Deep inside a top level drug investigation
In the following book excerpt, a former undercover Ontario narcotics officer Bob Deasy describes how his team got inside the head of South American drug smugglers. For cops involved with high level drug investigations, the book, “Boarding Air Cannabis” by Bob Deasy and Mark Ebner, makes for pretty gripping reading.
From the book:
Since the Amigo Squad was wiretap-driven, we were constantly stirring the pot. The wire would give us the location of a drop, where a car would be parked with coke in the trunk, and we would go and remove the dope, then seal the trunk up as if nothing had happened.
Then we would sit back and listen to the fireworks on the wire: a mid-level transporter had just lost 10 or 15 kilos of someone else’s drugs. He’d have a meltdown, call everyone who worked with him to explain what just happened, then call anyone who owed him a favour who could airlift him out of the hole he was in. Now we had all of them on tape as well.
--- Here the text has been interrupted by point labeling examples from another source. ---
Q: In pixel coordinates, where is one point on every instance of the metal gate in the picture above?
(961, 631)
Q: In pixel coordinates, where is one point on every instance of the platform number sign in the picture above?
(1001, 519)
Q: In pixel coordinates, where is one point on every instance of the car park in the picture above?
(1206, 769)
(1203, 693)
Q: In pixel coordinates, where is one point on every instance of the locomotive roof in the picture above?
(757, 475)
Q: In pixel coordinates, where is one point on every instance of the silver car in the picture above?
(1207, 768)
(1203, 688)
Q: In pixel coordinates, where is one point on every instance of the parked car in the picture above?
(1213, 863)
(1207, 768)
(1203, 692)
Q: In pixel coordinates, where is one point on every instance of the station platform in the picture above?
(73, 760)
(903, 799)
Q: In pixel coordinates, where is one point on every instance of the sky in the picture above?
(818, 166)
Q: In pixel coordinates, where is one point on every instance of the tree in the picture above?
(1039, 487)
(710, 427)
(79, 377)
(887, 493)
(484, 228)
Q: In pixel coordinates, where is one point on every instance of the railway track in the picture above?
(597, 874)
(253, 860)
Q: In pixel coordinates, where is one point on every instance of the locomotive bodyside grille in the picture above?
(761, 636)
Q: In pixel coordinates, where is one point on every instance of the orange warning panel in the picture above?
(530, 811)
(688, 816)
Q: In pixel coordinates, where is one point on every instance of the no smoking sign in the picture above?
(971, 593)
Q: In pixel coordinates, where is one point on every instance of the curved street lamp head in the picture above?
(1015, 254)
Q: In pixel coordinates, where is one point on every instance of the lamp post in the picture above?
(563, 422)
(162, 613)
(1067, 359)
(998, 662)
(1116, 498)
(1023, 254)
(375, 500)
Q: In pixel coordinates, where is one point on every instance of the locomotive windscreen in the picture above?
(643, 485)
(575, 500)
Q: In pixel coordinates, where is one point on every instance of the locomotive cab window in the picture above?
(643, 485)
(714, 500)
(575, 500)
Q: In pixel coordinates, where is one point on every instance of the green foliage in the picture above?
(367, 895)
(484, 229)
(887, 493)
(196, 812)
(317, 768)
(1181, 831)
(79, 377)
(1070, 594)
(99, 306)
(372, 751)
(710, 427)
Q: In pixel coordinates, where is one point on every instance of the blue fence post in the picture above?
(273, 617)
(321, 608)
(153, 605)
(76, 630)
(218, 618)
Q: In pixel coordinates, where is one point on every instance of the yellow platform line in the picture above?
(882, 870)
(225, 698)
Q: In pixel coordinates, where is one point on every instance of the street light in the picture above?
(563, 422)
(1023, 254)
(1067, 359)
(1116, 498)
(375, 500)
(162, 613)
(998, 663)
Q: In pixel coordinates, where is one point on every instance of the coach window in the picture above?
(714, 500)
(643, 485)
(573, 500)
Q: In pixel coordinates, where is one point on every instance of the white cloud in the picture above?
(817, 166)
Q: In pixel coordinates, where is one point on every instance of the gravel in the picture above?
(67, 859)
With a ghost loose in the machine, he’d want to make sure everything was locked down — the stash houses, fake condos, rental storage units where he stowed the drugs and incriminating evidence — and we would dutifully follow him on his rounds. Then we would break in and liberate the dope there as well, increasing his problems 10-fold. Everyone blamed everyone else, and no one suspected the police could have been behind any of it.
Our strategy took the drugs off the street, which was our prime directive, but it also sowed doubt among all the parties, which was a wedge we could constantly exploit. An operation like the Colombians’ is run completely top-down; every decision is made at the executive level, and all parts of the network are in constant contact through the chain of command. It would have been impossible to place an undercover officer anywhere in that pipeline because he would have needed to be Colombian, and they would have vetted his story at the source and then murdered his extended family. You had to wait for someone inside to flip. Our job was to speed up the process.